A couple of powerful senators are backing a bill that would allow low-power radio stations to take up city residence a little too close for current broadcasters' comfort.
Sens. John McCain and Patrick Leahy Friday will sponsor legislation that will expand the FCC's low power FM service into those urban markets.
Their bill would remove tight interference restrictions imposed by Congress that largely limit the service to rural and mid-sized markets.
The restrictions currently require a low power station to have at least two vacant channels between it and a full power station. That spacing has prevented low power stations from operating in most big markets, where radio dials are crowded.

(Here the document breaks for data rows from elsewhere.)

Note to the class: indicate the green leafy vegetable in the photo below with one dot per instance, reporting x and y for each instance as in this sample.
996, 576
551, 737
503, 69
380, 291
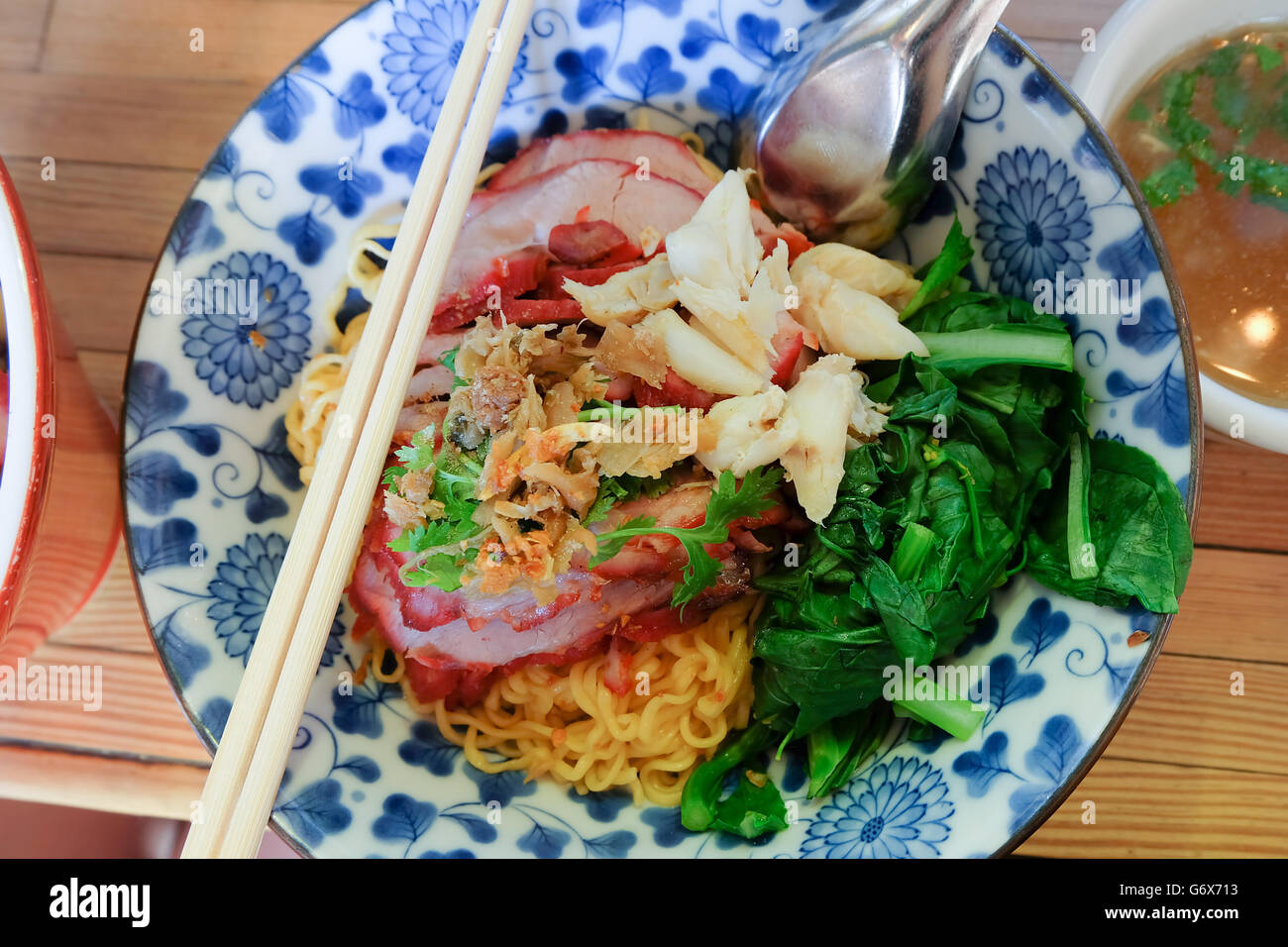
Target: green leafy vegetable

Advocates for the fledgling FM service said passing the legislation would allow the ranks of LPFM stations to increase from more than 700 authorized today to more than 1,000. More importantly, they say, markets dominated by big media owners will get a chance to hear the independent voices of hundreds of churches and community groups.
The bill also would reinstate the FCC's authority to set interference standards for low power radio--a power the FCC has retained for all other telecommunications services.
Congress imposed the two-vacant-channel restriction in 2000 after the National Association of Broadcasters complained that the FCC's plans to introduce nonprofit low power stations across the country would cause massive interference to commercial stations.
At the time Congress also ordered the FCC to study whether its original plans for looser standards would cause harmful interference or not. Last June a $2.2 million study conducted by the MITRE Corp. concluded "or not," saying that full power stations won't suffer any appreciable harm if the two-channel vacancy requirement was dropped. "Commercial broadcasters can't hide behind engineering arguments anymore," said Pete Tridish, technical director at the Prometheus Radio Project, an advocacy group for low power radio.
"It is unfortunate Sen. McCain is relying on the deeply flawed Mitre study in supporting the authorization of more low power FM stations," said NAB President Eddie Fritts. "Local radio listeners should not be subjected to the inevitable interference that would result from shoehorning more stations onto an already overcrowded radio dial."